Document - Liberia: Human rights defenders charged with sedition
News Service 238/99
AI INDEX: AFR 34/02/99
17 December 1999
Liberia: Human rights defender charged with sedition
The detention and prosecution for sedition of James Torh, a Liberian human rights defender, violates the fundamental right to freedom of expression, Amnesty International said today.
"By bringing vague charges of sedition against James Torh, the government has yet again attempted to silence its critics," Amnesty International said.
"James Torh is a prisoner of conscience who should be immediately and unconditionally released."
Police arrested James Torh -- the executive director of Forerunners of Universal Rights for Growth and Development (FOCUS) -- on 15 December in the capital, Monrovia, where he remains in the central prison. If convicted, he would face up to five years in prison.
Reports reaching Amnesty International say that police intimidated James Torh with threats of violence when they took him into custody.
James Torh has regularly been outspoken about human rights concerns in Liberia, in particular on children’s rights. In recent weeks he has publicly clashed with President Charles Taylor about the need for a truth commission to be established in the country to look into violations committed during Liberia's seven-year civil war.
The sedition charges arise from comments he made while giving a talk to secondary school students on 8 December. According to the police arrest warrant, James Torh is accused of saying that "...the government of Liberia is in the pocket of the President",that "...the government is crying no money, no money, no money but we are seeing flashy cars in the street", and that "...the people of Liberia who voted in this government must repent because the government put into office is the wrong government".
"James Torh is perfectly entitled to speak about his non-violent political opinions -- it is a fundamental right accorded to every person," the organization added.
The human rights organization urges the Liberian government to respect the right of all human rights defenders to carry out their work without harassment or fear of arrest.
Human rights defenders, including journalists, continued to be threatened and harassed in Liberia because of their work.
In March FOCUS and the Justice and Peace Commission of Liberia (JPC), a human rights non-governmental organization, were sued by parliamentarians from Sinoe, Maryland, Grand Kru and Bong counties after publishing a report on child slavery. The lawmakers said reports of forced labour by the JPC and FOCUS damaged the image of their counties, making it difficult to obtain international assistance. The legislators asked for damages of US$10 million.

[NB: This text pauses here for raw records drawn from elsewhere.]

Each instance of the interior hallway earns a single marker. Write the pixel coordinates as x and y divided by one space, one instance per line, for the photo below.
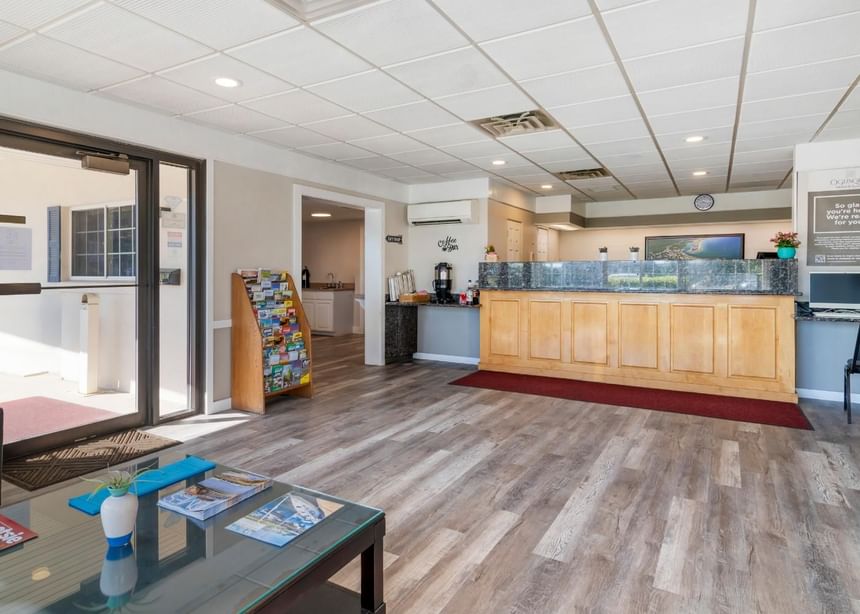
501 502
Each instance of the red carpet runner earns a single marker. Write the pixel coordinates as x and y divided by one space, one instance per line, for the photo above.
710 405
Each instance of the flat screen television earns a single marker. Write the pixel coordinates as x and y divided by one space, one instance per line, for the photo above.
695 247
834 291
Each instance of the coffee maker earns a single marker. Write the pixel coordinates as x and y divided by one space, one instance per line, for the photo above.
442 283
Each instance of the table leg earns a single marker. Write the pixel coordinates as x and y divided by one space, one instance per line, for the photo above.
371 574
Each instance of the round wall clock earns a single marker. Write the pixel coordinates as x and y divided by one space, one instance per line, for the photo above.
703 202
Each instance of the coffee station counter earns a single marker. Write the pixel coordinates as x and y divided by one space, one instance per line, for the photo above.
721 327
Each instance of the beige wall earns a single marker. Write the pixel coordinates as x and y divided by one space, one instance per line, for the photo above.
583 244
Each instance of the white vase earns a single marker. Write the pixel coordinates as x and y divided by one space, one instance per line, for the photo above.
119 513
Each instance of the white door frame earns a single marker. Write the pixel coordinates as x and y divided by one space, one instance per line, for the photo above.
374 262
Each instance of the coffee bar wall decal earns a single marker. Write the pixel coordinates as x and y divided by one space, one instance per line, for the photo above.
448 244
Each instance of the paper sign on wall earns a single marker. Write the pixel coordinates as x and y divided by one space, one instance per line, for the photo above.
16 249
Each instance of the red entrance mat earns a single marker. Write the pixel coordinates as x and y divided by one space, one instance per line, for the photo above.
774 413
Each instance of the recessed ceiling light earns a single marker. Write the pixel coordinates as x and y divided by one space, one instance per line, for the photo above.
227 82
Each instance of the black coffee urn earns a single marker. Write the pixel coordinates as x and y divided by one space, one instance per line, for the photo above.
442 283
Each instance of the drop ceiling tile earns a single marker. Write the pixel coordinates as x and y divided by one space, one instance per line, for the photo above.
569 152
691 65
693 122
201 75
792 106
453 134
122 36
236 119
393 31
30 14
555 49
801 79
374 163
348 128
389 144
501 100
9 31
616 131
296 107
708 94
776 13
642 144
816 41
163 95
486 19
55 61
550 139
449 73
606 111
579 86
337 151
422 157
293 136
366 92
207 20
300 56
755 130
672 24
413 116
477 149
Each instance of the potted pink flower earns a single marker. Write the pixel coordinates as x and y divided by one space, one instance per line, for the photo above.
786 244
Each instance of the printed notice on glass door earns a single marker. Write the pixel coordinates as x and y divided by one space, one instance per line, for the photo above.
16 249
834 228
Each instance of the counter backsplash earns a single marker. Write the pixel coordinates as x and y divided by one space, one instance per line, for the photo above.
670 276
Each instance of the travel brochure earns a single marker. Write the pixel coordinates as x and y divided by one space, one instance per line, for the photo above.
216 494
285 357
12 533
282 520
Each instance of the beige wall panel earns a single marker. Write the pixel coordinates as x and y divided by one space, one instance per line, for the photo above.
692 338
590 330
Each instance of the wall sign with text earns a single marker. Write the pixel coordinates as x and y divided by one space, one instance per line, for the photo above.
833 229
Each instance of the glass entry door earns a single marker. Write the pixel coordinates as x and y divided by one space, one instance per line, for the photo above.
76 304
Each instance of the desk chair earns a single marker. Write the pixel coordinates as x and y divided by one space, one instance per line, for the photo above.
851 367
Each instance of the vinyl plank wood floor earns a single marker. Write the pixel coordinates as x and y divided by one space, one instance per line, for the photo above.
500 502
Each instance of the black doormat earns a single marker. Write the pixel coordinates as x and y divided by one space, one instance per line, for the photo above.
46 468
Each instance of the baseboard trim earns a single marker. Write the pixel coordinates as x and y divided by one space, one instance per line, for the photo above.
463 360
825 395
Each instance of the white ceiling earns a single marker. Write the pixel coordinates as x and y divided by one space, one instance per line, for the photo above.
389 87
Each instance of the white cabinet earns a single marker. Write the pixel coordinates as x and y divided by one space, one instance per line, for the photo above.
329 311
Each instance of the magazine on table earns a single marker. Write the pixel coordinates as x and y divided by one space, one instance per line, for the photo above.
282 520
216 494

The JPC also had been intimidated by President Taylor in 1998 after it urged investigations into human rights violations during the September fighting. Four JPC members were summoned for questioning by senior government officials.
In 1989, Charles Taylor's National Patriotic Front of Liberia (NPFL) started the war which lasted until 1996 and resulted in the downfall of President Samuel Doe's government. During the seven years of war, all sides to the conflict committed widespread and systematic human rights abuses with impunity. No one has been brought to justice for these abuses.
In 1997 the Liberian civil war ended with the signing of peace accords by all parties to the conflict. The elected government, headed by Charles Taylor, a former armed opposition leader, assumed control of the country. Since the end of the war there has been a significant decrease in the level of human rights abuses. However, the human rights situation remains fragileand threats to journalists and human rights defenders continue.